Akhenaten Reliquary Urn. 1998.
My Dad was in the Royal Signals during the Second World War and was stationed in the Middle East, in particular Egypt. As I was growing up he told my brother and I stories of what he was doing there. Consequently I became interested in the history and in the buildings of that area.
In history and culture I just find certain people interesting, so it is with this Pharaoh, and I decided to make, in the third year of the BA (Hons) Ceramics Degree course, an urn from my thoughts about him. This was the third urn that I made. He successfully cast away the many Egyptian gods to worship just one god as represented by the sun-disk.
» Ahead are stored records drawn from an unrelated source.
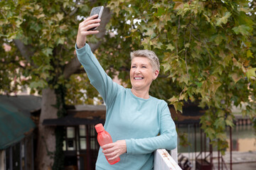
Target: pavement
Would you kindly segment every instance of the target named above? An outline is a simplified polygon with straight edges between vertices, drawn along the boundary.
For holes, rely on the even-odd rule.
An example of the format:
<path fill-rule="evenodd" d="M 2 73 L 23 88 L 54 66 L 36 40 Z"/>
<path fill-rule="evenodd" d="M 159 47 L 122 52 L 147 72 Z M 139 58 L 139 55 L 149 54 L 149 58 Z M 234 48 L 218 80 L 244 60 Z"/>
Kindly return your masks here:
<path fill-rule="evenodd" d="M 181 153 L 183 156 L 188 158 L 191 163 L 193 164 L 192 170 L 196 169 L 195 168 L 195 154 L 196 153 Z M 198 153 L 196 153 L 198 155 Z M 207 156 L 208 152 L 206 153 Z M 205 154 L 203 153 L 203 156 Z M 218 152 L 213 152 L 213 169 L 218 169 Z M 229 152 L 226 152 L 225 154 L 223 157 L 223 160 L 225 163 L 225 166 L 224 164 L 223 169 L 221 167 L 221 163 L 220 163 L 220 169 L 231 169 L 230 168 L 230 154 Z M 208 159 L 208 161 L 210 161 Z M 232 152 L 232 170 L 256 170 L 256 152 Z"/>

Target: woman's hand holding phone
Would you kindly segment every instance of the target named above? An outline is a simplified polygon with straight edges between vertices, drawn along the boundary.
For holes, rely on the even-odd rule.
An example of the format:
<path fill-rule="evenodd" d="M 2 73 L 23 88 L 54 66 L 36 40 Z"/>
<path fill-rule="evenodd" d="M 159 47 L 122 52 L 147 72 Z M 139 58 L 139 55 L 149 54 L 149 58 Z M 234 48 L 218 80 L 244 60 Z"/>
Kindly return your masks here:
<path fill-rule="evenodd" d="M 76 43 L 78 48 L 85 46 L 87 35 L 99 33 L 99 30 L 89 30 L 92 28 L 98 27 L 100 26 L 100 19 L 94 19 L 97 16 L 98 14 L 90 16 L 79 24 L 76 39 Z"/>

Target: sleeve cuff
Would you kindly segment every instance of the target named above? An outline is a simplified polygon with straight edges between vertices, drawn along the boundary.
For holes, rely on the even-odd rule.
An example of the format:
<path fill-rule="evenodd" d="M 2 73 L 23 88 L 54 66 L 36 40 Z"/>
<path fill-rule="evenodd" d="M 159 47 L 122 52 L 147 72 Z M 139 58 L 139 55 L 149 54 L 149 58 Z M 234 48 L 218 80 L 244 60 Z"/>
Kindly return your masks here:
<path fill-rule="evenodd" d="M 127 144 L 127 153 L 132 154 L 132 140 L 125 140 Z"/>

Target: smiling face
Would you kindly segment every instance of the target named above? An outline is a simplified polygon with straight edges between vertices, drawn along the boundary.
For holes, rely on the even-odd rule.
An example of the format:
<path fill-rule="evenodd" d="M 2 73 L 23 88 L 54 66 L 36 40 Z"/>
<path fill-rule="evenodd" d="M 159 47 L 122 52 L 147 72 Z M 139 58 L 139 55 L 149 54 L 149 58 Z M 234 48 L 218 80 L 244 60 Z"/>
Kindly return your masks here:
<path fill-rule="evenodd" d="M 132 89 L 149 91 L 152 81 L 156 79 L 159 73 L 157 69 L 153 70 L 150 60 L 147 57 L 134 57 L 130 69 Z"/>

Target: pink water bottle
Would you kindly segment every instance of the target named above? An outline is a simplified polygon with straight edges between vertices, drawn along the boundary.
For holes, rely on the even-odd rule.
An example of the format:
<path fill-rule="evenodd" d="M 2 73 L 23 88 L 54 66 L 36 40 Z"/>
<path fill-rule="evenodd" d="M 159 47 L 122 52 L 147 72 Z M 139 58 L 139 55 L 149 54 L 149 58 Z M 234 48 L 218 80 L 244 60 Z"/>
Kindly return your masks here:
<path fill-rule="evenodd" d="M 103 146 L 105 144 L 113 142 L 110 135 L 106 130 L 105 130 L 102 124 L 99 123 L 96 125 L 95 129 L 97 132 L 98 133 L 97 136 L 97 140 L 100 146 Z M 110 163 L 110 164 L 114 164 L 115 163 L 117 163 L 120 160 L 119 157 L 110 161 L 108 160 L 107 157 L 106 159 L 107 162 Z"/>

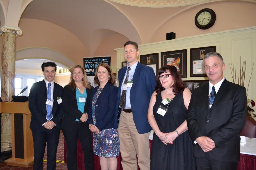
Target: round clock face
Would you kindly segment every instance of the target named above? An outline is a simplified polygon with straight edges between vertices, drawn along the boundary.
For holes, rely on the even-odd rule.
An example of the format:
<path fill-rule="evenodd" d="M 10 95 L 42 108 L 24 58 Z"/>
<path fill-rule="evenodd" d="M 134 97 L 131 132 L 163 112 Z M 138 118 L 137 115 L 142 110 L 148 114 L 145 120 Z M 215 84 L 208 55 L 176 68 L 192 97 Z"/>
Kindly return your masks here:
<path fill-rule="evenodd" d="M 199 12 L 195 17 L 195 23 L 200 29 L 208 29 L 213 25 L 216 19 L 214 11 L 209 8 L 205 8 Z"/>
<path fill-rule="evenodd" d="M 208 11 L 201 12 L 197 17 L 197 22 L 201 25 L 205 26 L 210 22 L 212 15 Z"/>

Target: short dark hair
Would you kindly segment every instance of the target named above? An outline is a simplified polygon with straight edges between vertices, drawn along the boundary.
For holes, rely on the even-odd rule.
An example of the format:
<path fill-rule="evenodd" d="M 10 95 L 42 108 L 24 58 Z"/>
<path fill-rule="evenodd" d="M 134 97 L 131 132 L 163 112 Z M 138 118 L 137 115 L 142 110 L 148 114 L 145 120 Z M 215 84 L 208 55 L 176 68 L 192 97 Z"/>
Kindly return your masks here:
<path fill-rule="evenodd" d="M 210 57 L 213 56 L 217 56 L 219 59 L 220 59 L 222 61 L 222 63 L 224 63 L 224 61 L 223 61 L 223 58 L 222 57 L 221 55 L 220 55 L 220 54 L 219 53 L 218 53 L 218 52 L 211 52 L 207 53 L 204 56 L 204 59 L 203 59 L 203 62 L 204 63 L 204 60 L 205 59 L 209 58 Z"/>
<path fill-rule="evenodd" d="M 171 77 L 173 80 L 174 84 L 170 87 L 173 88 L 172 92 L 175 94 L 177 94 L 183 92 L 185 89 L 184 83 L 181 79 L 180 75 L 177 71 L 177 69 L 173 65 L 166 65 L 162 67 L 158 71 L 158 75 L 159 75 L 163 73 L 167 73 L 169 71 L 171 74 Z M 156 86 L 155 88 L 156 92 L 158 94 L 164 90 L 164 88 L 163 87 L 160 81 L 158 76 L 156 77 Z"/>
<path fill-rule="evenodd" d="M 57 71 L 57 64 L 54 62 L 44 62 L 42 64 L 41 68 L 42 68 L 42 70 L 43 72 L 44 72 L 44 67 L 52 67 L 55 68 L 55 71 Z"/>
<path fill-rule="evenodd" d="M 114 74 L 113 74 L 113 73 L 112 72 L 112 70 L 110 66 L 105 63 L 101 63 L 98 65 L 98 67 L 97 67 L 96 73 L 95 74 L 95 76 L 94 77 L 94 83 L 97 85 L 100 85 L 100 81 L 99 81 L 98 77 L 97 76 L 97 72 L 98 72 L 98 68 L 100 66 L 103 67 L 107 69 L 107 72 L 108 72 L 108 74 L 110 76 L 108 82 L 114 85 L 116 82 L 116 79 L 115 78 L 115 76 L 114 76 Z"/>
<path fill-rule="evenodd" d="M 133 46 L 134 46 L 134 47 L 135 47 L 135 49 L 136 49 L 136 51 L 138 51 L 139 50 L 139 47 L 138 47 L 138 44 L 137 44 L 136 42 L 132 41 L 128 41 L 125 43 L 124 45 L 124 48 L 127 45 L 129 45 L 130 44 L 133 45 Z"/>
Intriguingly some believe that he was a hermaphrodite and I have picked up on this by using an erect phallus and a pair of breasts to form the lid of the urn.
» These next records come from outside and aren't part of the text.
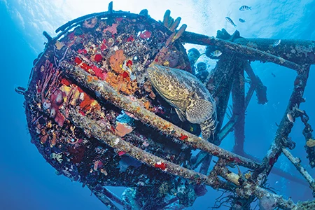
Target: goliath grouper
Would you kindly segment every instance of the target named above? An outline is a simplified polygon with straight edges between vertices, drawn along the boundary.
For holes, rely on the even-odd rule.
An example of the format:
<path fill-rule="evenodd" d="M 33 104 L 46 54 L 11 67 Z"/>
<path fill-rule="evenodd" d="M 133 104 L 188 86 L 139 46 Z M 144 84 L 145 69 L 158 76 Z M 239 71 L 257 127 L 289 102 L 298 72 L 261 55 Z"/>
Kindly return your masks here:
<path fill-rule="evenodd" d="M 147 69 L 155 90 L 176 110 L 181 121 L 200 124 L 208 140 L 216 126 L 216 103 L 204 85 L 185 71 L 154 64 Z"/>

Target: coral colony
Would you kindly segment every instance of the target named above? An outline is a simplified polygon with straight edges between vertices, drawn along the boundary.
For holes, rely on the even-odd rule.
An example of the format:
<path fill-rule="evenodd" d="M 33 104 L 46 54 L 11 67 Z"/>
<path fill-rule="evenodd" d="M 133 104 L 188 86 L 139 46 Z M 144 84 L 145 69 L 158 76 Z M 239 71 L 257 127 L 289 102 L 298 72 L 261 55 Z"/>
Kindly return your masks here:
<path fill-rule="evenodd" d="M 237 31 L 230 35 L 225 29 L 209 37 L 185 31 L 186 24 L 178 29 L 180 20 L 172 18 L 169 10 L 162 22 L 150 18 L 146 10 L 139 15 L 114 11 L 111 3 L 106 12 L 60 27 L 55 38 L 44 32 L 48 43 L 34 60 L 28 87 L 16 89 L 25 98 L 31 142 L 59 174 L 88 186 L 111 209 L 190 206 L 205 195 L 206 186 L 232 192 L 226 204 L 234 209 L 249 209 L 257 198 L 262 209 L 315 208 L 313 202 L 295 204 L 265 188 L 284 153 L 306 181 L 279 169 L 274 172 L 308 183 L 315 190 L 313 178 L 290 154 L 295 144 L 288 137 L 292 122 L 300 118 L 314 167 L 313 130 L 299 106 L 305 102 L 315 43 L 244 38 Z M 203 83 L 197 78 L 190 82 L 183 78 L 193 77 L 183 43 L 206 46 L 206 55 L 218 59 Z M 273 62 L 297 74 L 284 118 L 262 161 L 243 150 L 245 111 L 253 92 L 259 104 L 267 102 L 267 88 L 248 62 L 253 60 Z M 157 71 L 150 79 L 148 69 Z M 176 101 L 172 91 L 162 89 L 156 78 L 162 70 L 183 73 L 173 79 L 183 88 L 173 88 L 185 97 Z M 244 71 L 250 78 L 246 94 Z M 167 75 L 163 74 L 165 80 Z M 223 125 L 226 114 L 230 120 Z M 204 135 L 202 122 L 207 119 L 213 126 Z M 232 153 L 218 146 L 233 130 L 236 144 Z M 192 155 L 192 151 L 197 155 Z M 209 168 L 212 155 L 218 160 Z M 236 169 L 238 172 L 232 172 Z M 118 197 L 106 186 L 127 189 Z"/>

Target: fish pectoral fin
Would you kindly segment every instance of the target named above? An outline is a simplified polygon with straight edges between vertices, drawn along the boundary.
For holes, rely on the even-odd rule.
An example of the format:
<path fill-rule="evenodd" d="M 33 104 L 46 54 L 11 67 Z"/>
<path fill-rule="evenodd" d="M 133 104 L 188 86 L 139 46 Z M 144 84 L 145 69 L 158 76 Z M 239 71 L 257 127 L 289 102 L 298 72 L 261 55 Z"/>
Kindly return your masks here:
<path fill-rule="evenodd" d="M 186 119 L 189 122 L 200 124 L 209 119 L 214 113 L 214 105 L 204 99 L 192 99 L 186 109 Z"/>
<path fill-rule="evenodd" d="M 180 109 L 175 108 L 175 111 L 177 113 L 177 115 L 179 118 L 179 120 L 181 120 L 181 122 L 185 122 L 186 121 L 186 118 L 185 118 L 185 113 L 183 113 Z"/>

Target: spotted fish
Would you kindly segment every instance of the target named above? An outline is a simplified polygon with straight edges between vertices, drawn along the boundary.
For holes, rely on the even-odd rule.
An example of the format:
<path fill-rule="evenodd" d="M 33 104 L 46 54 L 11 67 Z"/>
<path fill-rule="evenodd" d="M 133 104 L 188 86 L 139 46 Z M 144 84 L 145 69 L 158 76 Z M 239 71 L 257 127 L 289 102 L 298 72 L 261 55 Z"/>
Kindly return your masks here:
<path fill-rule="evenodd" d="M 192 74 L 160 65 L 147 69 L 155 90 L 176 110 L 181 121 L 200 124 L 208 139 L 216 127 L 216 102 L 204 85 Z"/>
I also like various architectural styles and in general other visual things to, mixing them up in my art work in a very playful Post Modern way. As I had been on an extended holiday in Australia I decided to include some Australian colonial architecture into the urn, notably the corrugations seen on the two sides, derived from corrugated tin roofs seen out there. Also from Australia the shape of those breasts are based on Tasmanian tiger ears. I’ve also incorporated into the urn Art Deco.
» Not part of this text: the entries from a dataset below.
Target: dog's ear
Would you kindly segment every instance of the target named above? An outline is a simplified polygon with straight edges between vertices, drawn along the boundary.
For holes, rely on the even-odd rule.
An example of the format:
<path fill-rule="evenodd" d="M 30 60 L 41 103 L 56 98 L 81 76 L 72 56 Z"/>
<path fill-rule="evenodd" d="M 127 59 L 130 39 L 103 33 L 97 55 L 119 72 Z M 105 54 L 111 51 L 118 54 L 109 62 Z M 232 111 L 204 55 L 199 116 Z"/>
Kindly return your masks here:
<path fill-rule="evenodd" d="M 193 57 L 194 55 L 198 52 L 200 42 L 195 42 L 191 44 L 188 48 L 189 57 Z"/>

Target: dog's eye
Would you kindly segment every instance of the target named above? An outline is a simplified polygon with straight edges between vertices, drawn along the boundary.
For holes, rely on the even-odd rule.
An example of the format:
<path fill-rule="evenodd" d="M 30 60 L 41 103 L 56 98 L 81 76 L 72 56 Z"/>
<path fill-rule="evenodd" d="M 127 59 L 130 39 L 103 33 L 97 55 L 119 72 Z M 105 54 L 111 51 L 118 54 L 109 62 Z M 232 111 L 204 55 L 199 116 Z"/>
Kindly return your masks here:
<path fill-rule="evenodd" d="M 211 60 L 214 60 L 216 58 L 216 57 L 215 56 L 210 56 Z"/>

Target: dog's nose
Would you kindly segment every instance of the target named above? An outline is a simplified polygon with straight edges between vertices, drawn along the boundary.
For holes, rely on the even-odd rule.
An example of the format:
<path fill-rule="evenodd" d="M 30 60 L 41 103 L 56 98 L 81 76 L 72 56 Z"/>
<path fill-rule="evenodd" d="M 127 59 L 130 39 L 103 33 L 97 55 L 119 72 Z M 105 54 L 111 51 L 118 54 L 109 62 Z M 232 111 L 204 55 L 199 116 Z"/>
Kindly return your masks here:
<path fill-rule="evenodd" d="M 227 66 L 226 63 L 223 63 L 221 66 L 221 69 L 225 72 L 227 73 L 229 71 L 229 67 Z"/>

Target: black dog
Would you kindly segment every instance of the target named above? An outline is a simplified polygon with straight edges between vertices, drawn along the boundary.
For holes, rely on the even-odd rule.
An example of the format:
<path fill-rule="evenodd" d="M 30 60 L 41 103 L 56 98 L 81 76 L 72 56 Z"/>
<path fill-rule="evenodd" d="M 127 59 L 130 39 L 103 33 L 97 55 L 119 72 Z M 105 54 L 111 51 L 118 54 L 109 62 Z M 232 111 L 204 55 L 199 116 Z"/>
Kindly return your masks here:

The phallus lid can be lifted off to reveal another lid. When that lid is lifted, a chamber is revealed containing yet another lid and when that lid is lifted, a small chamber is revealed which could contain relics of the Pharaoh.
The urn points skywards, rather like an Art Deco skyscraper or rocket, ready to take the remains of the Pharaoh to heaven. It sits upon a launch pad of stylised elephant feet that links the urn to the island of Elephantine in Lower Egypt. For the finish I have used an enamel gold paint to give a rather dull aged weathered effect and to contrast with the shiny black slip glaze, the black representing mortality.